Artificial Intelligence, Lung, CT, Computer Applications-General, Pathology
M. M. Pieler, J. Hofmanninger, R. Donner, A. Sikka, E. Jiménez Arroyo, H. Prosch, R. Zhang, G. Langs, A. Makropoulos
Methods and materials
The data annotations for the HC and GGO patterns were carried out by trained annotators on slices from a diverse set of scans that contained the patterns, acquired with different scanners and patient demographics. The annotation process ensured a high quality level through an iterative quality control process. The annotations were reviewed by expert radiologists and re-annotations were carried out until the results were satisfactory. This resulted in 3949 slices that were split into 3074 slices for the training dataset and 875 for the validation dataset.
A subset of the test data with 305 slices was annotated a second time by a different annotator undergoing the same quality control process. This test set was used to estimate the inter-rater agreement for the two different patterns.

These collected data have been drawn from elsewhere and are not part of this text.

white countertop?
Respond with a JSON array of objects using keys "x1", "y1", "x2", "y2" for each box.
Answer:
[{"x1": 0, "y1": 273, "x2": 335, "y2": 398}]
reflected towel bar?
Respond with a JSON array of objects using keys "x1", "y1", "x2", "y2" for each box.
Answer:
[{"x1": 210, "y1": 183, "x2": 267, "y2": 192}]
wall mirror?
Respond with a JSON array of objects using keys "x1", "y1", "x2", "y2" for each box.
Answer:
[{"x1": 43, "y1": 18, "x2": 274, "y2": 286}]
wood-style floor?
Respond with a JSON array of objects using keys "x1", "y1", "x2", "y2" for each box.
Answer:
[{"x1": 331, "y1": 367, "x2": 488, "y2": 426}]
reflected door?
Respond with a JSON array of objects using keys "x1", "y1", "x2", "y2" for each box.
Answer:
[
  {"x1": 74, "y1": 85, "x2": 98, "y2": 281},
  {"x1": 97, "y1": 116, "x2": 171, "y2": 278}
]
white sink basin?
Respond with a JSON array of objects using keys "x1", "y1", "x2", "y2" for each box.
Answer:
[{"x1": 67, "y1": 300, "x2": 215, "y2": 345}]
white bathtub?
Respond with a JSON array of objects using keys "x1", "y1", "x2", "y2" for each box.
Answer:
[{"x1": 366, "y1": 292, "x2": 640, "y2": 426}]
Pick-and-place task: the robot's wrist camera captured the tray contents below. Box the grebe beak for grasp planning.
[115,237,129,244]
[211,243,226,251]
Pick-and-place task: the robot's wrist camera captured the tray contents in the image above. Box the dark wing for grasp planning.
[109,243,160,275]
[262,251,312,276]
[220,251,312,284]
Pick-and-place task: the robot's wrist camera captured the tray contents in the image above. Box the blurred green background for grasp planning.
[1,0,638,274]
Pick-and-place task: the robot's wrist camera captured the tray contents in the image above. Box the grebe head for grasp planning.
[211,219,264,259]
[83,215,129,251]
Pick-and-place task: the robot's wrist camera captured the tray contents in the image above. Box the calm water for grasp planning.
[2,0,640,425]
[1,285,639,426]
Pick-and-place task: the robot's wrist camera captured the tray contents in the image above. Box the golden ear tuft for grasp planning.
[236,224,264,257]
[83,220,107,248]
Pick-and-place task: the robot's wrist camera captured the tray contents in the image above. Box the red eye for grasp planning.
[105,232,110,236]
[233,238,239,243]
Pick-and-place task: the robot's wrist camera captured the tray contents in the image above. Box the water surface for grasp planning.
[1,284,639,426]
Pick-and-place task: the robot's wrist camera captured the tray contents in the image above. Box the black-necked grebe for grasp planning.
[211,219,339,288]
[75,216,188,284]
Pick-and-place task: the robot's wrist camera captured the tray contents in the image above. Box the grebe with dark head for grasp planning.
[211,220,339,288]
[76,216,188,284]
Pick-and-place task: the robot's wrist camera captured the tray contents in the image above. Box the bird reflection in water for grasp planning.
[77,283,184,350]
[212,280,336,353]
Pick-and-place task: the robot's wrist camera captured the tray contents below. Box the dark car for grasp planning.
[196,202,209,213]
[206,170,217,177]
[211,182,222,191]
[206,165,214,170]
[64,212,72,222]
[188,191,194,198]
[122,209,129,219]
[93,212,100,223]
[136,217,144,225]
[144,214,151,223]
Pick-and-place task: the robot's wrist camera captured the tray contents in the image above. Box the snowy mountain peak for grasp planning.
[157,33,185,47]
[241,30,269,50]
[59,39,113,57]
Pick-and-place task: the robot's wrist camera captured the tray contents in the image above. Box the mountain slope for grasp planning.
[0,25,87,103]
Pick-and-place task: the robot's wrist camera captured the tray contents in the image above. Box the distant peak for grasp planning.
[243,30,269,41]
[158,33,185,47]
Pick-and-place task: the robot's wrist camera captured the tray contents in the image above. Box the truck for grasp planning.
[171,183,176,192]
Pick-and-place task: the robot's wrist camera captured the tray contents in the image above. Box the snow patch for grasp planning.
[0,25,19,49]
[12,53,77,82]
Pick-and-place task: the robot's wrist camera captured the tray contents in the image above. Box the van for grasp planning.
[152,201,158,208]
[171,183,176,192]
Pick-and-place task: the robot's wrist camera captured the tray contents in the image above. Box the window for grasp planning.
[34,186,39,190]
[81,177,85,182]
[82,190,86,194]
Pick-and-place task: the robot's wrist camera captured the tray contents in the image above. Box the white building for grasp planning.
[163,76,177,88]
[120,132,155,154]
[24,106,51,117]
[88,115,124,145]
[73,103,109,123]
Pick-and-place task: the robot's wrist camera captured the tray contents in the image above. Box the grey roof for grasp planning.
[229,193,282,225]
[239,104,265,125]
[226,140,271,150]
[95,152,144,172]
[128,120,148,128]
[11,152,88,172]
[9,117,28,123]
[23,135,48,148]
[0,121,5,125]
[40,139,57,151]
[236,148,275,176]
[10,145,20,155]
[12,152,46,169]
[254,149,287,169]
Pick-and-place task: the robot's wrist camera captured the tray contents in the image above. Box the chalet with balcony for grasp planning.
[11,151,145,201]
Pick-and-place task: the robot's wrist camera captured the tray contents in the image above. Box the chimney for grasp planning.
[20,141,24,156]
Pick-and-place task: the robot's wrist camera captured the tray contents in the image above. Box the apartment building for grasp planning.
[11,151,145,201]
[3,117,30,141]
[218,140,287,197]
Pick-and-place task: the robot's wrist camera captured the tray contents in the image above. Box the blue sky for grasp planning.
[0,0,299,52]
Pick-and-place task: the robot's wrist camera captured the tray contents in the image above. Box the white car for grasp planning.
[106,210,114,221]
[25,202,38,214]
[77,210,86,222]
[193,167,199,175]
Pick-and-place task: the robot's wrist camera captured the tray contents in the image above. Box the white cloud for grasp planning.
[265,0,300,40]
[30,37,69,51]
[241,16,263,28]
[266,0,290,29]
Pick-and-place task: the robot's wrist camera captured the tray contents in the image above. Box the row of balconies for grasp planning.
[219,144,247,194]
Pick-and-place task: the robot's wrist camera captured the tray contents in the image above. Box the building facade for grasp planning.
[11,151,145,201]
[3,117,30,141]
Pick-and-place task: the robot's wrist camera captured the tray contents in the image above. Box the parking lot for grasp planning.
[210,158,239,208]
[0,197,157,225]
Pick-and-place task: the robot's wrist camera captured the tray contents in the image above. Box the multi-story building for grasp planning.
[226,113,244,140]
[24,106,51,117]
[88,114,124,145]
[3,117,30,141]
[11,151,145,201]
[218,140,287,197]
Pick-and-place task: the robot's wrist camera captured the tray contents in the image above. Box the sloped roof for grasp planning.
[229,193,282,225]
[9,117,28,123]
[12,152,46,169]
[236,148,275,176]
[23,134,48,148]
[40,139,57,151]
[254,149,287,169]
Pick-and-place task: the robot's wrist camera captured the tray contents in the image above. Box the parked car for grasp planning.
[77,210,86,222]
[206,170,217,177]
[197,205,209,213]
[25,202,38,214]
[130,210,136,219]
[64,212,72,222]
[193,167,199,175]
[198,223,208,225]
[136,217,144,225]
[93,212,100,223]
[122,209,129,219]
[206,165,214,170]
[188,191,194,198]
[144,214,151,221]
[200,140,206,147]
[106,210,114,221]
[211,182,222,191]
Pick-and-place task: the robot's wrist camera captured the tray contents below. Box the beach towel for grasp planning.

A machine learning segmentation model was trained to segment the HC and GGO patterns. The model architecture was based on a U-Net model which is a widely-adopted deep learning architecture for segmentation tasks in the medical domain . The final model layer outputs a score for the two patterns for every pixel in separate channels. The segmentation model receives a downsampled 256 x 256 2D slice of a preprocessed 3D CT scan as an input and assigns pattern scores to every pixel of the slice. The output segmentation is then post-processed with lung cropping and thresholding of the pattern scores to derive the final segmentation. The general workflow for the pattern segmentation is outlined in Figure 1.
The segmentation model was trained on the annotated lung CT scan slices using data augmentation and a combined loss function. The model training was evaluated based on the dice coefficient  on different dataset splits.